How does PyMC internally treat index variables?

I am a little bit confused when it comes to index variables. Specifically, when trying to produce OOS predictions. For example, it seems like PyMC will generate OOS predictions even if an index is not an index from the In-Sample fit. Below is a runnable example that might clarify what I am talking about.

from typing import Tuple

import pymc as pm
import polars as pl
import numpy as np

def factorize(series: pl.Series) -> Tuple[np.ndarray, np.ndarray]:
        """
        Factorize polars series
        """
        name = series.name
        df = series.to_frame()
        df = df.fill_null("<NA>")
        df_ranked = df.unique().sort(name).with_row_index(name=f"{name}_index")
        uniques = df_ranked[name].to_numpy()
        codes = df.join(df_ranked, how="left", on=name)[f"{name}_index"].to_numpy()
        return codes, uniques

# Simulate simple data
X = np.array(["a"] * 20 + ["b"] * 20 + ["c"] * 20)
y_prob = {"a": 0.2, "b": 0.8, "c": 0.5}
y = [np.random.binomial(n=1, p=y_prob[p]) for p in X]

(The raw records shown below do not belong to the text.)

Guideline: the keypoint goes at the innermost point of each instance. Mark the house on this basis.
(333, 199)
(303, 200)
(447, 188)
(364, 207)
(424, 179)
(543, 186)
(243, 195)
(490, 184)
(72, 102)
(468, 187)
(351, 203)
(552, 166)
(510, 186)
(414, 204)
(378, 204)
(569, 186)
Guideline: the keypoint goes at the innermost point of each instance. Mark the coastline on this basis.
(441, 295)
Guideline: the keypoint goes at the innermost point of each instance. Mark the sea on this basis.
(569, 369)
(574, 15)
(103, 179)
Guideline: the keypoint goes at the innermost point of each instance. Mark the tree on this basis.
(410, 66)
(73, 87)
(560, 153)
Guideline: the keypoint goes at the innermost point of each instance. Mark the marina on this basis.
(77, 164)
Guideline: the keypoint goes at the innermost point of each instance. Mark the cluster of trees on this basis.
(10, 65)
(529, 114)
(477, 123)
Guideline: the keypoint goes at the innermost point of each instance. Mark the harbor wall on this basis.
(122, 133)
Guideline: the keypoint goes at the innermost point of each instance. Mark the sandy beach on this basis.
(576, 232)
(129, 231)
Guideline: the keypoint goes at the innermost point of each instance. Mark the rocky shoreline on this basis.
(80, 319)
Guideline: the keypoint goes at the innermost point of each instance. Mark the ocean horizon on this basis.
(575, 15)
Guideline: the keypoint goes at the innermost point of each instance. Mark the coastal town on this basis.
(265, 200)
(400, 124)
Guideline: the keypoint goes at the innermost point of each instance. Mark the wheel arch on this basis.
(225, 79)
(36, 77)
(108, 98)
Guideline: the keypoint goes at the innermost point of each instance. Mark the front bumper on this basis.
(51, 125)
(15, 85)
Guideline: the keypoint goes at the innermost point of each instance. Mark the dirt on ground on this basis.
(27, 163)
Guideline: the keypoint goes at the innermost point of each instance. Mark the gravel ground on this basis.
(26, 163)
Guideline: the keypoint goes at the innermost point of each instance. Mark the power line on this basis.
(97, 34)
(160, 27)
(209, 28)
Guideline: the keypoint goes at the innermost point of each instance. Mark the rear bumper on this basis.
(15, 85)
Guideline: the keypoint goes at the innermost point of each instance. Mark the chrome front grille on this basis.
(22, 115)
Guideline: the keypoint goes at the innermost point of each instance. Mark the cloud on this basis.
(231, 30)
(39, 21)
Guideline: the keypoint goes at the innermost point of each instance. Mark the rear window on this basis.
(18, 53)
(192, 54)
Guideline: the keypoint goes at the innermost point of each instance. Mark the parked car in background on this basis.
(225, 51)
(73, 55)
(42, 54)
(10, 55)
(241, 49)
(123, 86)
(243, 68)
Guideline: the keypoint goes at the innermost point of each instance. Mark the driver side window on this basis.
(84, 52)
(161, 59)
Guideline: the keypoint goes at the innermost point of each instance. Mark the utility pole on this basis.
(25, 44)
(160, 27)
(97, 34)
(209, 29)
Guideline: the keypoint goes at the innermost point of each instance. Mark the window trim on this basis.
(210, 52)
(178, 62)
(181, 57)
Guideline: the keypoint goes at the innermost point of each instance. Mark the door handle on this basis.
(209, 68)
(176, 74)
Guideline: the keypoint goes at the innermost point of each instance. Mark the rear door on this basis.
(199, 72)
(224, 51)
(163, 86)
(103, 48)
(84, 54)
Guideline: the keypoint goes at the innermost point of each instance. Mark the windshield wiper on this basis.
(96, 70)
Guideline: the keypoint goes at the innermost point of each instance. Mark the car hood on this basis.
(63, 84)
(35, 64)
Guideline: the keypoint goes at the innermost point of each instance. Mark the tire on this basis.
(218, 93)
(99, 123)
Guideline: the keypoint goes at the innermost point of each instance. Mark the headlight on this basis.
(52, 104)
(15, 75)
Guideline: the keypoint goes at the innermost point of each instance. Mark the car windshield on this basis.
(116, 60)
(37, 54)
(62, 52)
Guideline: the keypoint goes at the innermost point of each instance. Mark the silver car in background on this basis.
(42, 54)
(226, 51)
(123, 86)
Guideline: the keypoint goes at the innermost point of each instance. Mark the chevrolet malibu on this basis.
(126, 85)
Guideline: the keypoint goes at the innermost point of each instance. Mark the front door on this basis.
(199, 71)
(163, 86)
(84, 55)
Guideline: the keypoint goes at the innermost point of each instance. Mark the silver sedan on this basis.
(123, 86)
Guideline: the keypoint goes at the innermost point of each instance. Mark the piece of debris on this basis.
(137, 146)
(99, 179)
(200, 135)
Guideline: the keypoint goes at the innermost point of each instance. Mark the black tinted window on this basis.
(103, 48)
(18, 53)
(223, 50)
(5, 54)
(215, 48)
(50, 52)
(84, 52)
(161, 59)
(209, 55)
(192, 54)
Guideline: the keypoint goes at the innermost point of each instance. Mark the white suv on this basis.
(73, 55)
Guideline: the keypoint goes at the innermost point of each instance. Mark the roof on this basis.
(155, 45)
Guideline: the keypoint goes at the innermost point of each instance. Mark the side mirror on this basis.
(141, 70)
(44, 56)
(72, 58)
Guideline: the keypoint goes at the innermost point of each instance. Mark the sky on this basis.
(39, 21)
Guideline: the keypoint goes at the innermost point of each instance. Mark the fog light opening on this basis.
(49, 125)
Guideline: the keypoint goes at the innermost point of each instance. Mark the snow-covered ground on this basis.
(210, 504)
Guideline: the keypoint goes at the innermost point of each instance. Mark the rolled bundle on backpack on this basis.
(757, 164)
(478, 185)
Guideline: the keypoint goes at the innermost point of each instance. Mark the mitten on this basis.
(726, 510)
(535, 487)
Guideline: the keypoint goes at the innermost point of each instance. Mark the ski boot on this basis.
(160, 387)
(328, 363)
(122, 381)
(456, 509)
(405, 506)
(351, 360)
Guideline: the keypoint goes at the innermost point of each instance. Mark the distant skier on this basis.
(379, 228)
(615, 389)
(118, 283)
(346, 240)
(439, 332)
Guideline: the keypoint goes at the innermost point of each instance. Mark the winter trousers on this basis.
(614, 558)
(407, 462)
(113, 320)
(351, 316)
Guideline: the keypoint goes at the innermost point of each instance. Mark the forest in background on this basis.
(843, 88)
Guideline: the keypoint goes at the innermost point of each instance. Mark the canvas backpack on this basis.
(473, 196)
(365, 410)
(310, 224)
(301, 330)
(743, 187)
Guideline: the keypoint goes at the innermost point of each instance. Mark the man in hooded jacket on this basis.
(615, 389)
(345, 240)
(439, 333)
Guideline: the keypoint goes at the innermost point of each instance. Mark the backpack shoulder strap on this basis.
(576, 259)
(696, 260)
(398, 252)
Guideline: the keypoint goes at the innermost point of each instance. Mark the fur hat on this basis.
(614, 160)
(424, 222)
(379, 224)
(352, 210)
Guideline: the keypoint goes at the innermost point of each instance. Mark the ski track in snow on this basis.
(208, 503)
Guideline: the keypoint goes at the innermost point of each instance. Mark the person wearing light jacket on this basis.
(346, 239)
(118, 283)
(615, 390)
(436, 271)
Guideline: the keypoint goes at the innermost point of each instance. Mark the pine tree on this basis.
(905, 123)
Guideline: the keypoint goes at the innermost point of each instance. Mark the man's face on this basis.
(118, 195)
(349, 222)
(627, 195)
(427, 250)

# Split into train + test making sure group c is only in test
X_train = pl.DataFrame(X[:40], schema=["group"])
y_train = y[:40]
X_test = pl.DataFrame(X[40:], schema=["group"])
y_test = X[40:]

# factorize categorical variable
train_group_idx, train_group = factorize(X_train["group"])
train_n_obs = np.arange(X_train.shape[0])

# define coords
coords = {
    "n_obs": train_n_obs,
    "group": train_group
}

# define simple model
with pm.Model(coords=coords) as model:
    group_data = pm.Data("group_data", train_group_idx, dims="n_obs")

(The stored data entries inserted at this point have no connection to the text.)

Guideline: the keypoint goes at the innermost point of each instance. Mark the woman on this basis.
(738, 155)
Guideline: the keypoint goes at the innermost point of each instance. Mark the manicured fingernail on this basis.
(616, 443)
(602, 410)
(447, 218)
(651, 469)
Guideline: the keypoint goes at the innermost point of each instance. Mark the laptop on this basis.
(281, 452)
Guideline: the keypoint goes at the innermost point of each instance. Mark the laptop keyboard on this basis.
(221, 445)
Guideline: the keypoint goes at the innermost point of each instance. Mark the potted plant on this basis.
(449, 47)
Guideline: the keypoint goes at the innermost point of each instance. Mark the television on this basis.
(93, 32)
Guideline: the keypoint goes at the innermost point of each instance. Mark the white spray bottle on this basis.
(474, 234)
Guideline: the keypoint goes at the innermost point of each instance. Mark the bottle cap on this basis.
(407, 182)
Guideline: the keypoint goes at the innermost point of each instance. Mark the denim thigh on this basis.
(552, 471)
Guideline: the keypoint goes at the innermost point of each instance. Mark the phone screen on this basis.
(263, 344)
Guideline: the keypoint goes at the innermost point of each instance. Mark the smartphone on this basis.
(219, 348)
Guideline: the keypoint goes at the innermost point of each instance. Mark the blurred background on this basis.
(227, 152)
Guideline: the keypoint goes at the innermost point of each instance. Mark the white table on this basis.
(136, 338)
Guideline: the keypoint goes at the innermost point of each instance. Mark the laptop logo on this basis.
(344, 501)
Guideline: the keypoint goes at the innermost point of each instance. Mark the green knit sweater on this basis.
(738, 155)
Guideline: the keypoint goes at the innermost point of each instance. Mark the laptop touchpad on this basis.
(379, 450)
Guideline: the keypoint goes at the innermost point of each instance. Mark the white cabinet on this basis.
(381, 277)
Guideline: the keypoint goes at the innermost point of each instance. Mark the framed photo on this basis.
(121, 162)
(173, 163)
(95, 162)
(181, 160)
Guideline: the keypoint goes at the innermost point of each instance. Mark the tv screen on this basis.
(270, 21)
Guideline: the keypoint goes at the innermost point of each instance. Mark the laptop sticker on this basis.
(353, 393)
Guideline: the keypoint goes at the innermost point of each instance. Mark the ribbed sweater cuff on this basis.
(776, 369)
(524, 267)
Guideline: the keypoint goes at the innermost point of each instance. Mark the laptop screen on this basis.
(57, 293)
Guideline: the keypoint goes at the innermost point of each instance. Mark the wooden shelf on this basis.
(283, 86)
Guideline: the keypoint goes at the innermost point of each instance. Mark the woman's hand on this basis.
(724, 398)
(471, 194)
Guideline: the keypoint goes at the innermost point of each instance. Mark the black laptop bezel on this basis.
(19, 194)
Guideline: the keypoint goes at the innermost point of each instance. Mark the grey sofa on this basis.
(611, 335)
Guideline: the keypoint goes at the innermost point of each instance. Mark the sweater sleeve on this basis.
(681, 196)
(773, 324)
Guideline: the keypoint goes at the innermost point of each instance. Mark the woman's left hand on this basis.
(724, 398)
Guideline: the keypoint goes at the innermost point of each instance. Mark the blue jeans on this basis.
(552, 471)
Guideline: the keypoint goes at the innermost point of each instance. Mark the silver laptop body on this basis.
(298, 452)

    beta_group = pm.Normal("beta_group", 0, 1, dims="group")

    logit_p = pm.Deterministic("logit_p", beta_group[group_data], dims="n_obs")

    pm.Bernoulli("likelihood", logit_p=logit_p, observed=y_train, dims="n_obs")

# sample
with model:
    idata = pm.sample()

# Factorize test data group variable
test_group_idx, test_group = factorize(X_test["group"])
test_n_obs = np.arange(X_test.shape[0])

# HERE IS THE ISSUE. Group "c" was not in the training data
# Compute predictions
with model:
    pm.set_data(
        new_data={"group_data": test_group_idx},
        coords={"n_obs": test_n_obs, "group": test_group}
    )
    predictions = pm.sample_posterior_predictive(idata, predictions=True)

Shouldn’t this example raise an error when computing OOS predictions? Am I missing something here? I tried looking for some documentation with regards to how to handle index variables in OOS predictions but I couldn’t find anything.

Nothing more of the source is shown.